Bitcoin and gold respond differently to macro pressure
Gold held steady above $4,100 during the same period, while Bitcoin traded more in line with high-beta assets as global markets reacted to overnight macro headlines. Wendy O said it is important to recognize that the two assets serve different roles, and that both can function as hedges during geopolitical and economic uncertainty, though they “do different things” and will not always react in the same way.
Strategy Inc., retail strategies, and the role of self-custody
The volatility also revived debate around leveraged exposure to Bitcoin through companies like Strategy Inc., with Wendy O tracking the company’s moves as a signal of traditional finance sentiment, but says she “prefers to hold my Bitcoin myself,” emphasizing that self-custody remains important. She added that “people who are really into Bitcoin absolutely love to dollar cost average or just buy Bitcoin at any price,” reflecting long-term conviction among core holders.
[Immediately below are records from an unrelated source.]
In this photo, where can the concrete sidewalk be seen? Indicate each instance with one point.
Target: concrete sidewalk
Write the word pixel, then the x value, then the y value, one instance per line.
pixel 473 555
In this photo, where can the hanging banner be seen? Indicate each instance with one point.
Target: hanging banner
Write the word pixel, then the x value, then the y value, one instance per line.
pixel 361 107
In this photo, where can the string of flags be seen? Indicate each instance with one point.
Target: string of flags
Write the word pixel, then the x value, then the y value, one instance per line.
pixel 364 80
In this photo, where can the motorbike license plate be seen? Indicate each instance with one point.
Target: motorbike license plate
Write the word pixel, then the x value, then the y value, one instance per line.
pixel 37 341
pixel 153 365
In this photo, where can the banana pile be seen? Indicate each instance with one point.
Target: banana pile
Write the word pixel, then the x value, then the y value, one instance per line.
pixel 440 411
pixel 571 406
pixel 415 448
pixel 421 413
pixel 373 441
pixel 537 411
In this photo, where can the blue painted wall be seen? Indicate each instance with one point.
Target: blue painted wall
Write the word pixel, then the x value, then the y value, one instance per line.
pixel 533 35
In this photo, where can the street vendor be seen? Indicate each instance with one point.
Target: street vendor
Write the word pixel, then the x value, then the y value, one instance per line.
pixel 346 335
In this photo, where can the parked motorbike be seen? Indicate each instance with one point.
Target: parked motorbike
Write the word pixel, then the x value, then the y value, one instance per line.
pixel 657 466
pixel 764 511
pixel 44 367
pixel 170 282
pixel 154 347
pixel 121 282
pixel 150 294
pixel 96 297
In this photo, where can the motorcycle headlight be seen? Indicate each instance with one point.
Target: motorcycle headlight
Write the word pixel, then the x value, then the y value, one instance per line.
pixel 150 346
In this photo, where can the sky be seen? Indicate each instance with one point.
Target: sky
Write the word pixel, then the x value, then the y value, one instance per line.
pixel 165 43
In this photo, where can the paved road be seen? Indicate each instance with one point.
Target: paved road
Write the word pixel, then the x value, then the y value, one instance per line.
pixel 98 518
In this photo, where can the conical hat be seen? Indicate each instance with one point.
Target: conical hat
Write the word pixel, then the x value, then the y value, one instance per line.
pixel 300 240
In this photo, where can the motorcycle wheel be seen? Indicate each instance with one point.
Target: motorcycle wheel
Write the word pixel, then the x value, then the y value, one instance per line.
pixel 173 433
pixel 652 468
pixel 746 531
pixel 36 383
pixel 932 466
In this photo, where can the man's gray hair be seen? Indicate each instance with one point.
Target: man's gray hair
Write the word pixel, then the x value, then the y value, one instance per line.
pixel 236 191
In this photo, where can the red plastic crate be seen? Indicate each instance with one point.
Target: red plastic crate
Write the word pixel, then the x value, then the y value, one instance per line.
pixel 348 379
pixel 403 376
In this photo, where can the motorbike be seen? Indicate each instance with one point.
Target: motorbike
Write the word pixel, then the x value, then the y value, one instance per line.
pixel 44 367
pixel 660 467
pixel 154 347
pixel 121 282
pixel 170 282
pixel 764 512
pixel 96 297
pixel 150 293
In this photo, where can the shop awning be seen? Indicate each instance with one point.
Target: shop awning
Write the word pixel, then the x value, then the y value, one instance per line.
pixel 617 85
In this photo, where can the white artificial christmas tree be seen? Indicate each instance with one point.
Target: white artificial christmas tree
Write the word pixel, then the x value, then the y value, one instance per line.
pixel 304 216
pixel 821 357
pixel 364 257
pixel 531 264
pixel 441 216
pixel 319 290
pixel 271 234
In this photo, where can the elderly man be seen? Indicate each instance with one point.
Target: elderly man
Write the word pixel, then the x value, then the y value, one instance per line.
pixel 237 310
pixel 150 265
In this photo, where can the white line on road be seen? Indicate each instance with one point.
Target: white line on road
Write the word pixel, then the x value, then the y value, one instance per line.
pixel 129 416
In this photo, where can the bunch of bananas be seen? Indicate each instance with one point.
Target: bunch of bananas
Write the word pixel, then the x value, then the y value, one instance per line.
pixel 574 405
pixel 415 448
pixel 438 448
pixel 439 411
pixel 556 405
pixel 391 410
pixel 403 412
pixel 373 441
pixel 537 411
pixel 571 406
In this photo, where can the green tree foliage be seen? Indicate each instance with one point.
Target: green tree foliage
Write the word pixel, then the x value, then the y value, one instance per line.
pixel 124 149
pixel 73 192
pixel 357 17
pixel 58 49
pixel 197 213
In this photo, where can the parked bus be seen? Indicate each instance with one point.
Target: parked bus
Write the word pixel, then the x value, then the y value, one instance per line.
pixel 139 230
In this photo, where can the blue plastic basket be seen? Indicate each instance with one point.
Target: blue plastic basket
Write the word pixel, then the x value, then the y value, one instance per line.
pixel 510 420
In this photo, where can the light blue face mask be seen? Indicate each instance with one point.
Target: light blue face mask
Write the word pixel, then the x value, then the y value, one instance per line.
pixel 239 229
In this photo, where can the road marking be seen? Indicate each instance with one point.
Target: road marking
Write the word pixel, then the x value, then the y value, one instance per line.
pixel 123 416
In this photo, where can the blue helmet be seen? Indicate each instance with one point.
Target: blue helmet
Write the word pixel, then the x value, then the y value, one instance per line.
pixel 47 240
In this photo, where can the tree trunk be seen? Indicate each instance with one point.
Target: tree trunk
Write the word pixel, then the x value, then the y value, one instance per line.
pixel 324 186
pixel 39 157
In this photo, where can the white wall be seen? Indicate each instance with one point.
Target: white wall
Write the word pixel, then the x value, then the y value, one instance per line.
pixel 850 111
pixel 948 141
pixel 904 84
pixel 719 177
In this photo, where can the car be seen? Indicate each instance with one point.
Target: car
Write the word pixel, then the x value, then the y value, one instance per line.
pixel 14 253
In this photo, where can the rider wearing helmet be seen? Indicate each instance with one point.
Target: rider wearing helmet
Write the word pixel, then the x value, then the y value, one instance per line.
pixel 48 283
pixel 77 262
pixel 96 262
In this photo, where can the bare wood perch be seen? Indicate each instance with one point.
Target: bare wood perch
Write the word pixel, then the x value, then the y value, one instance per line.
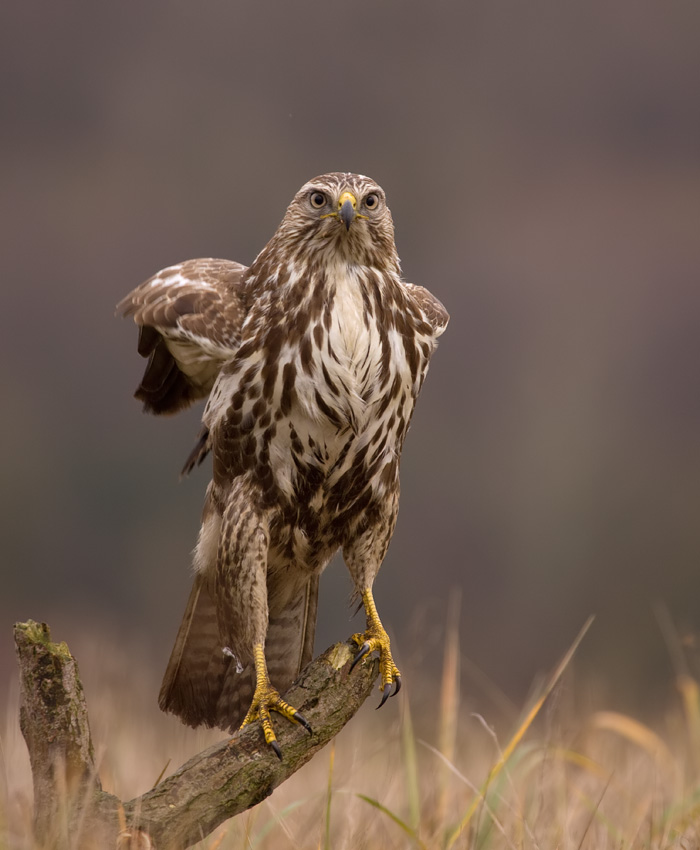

BlackRock’s tokenization push and the next phase of market infrastructure
BlackRock’s recent commentary on tokenization was a central part of the discussion. In an op-ed published in The Economist on December 1, CEO Larry Fink compared the current stage of tokenization to the internet in 1996, arguing that financial assets could eventually settle on blockchain-based rails with near-instant execution.
BlackRock is already moving in that direction through initiatives like its BUIDL fund, according to Wendy O, who commented that the company is “building the infrastructure for this to function properly.” She also notes that the technology could streamline settlement and remove layers of traditional fees.
She encouraged investors to watch U.S.-based crypto projects and assets that have either received ETF approval or are poised to do so. She added that those categories, along with networks forming partnerships with major financial institutions, “will probably be the winners” if institutional adoption accelerates.
Regulation, retail positioning, and the 2026 outlook
Wendy O highlighted shifting regulatory dynamics, including comments from SEC Commissioner Hester Peirce, who stated self-custody is a “fundamental right.” She said the message matters as institutions expand their presence and retail investors reassess how they want to hold assets.
Looking to early 2026, Wendy remains constructive but cautious, speculating “a bullish Q1 of 2026,” noting that policy surprises or market shocks could still alter the trajectory.
She also encouraged viewers to diversify rather than rely on a single narrative. “I think gold and Bitcoin are both really great assets to pay attention to during these times,” she said, citing elevated geopolitical and economic uncertainty.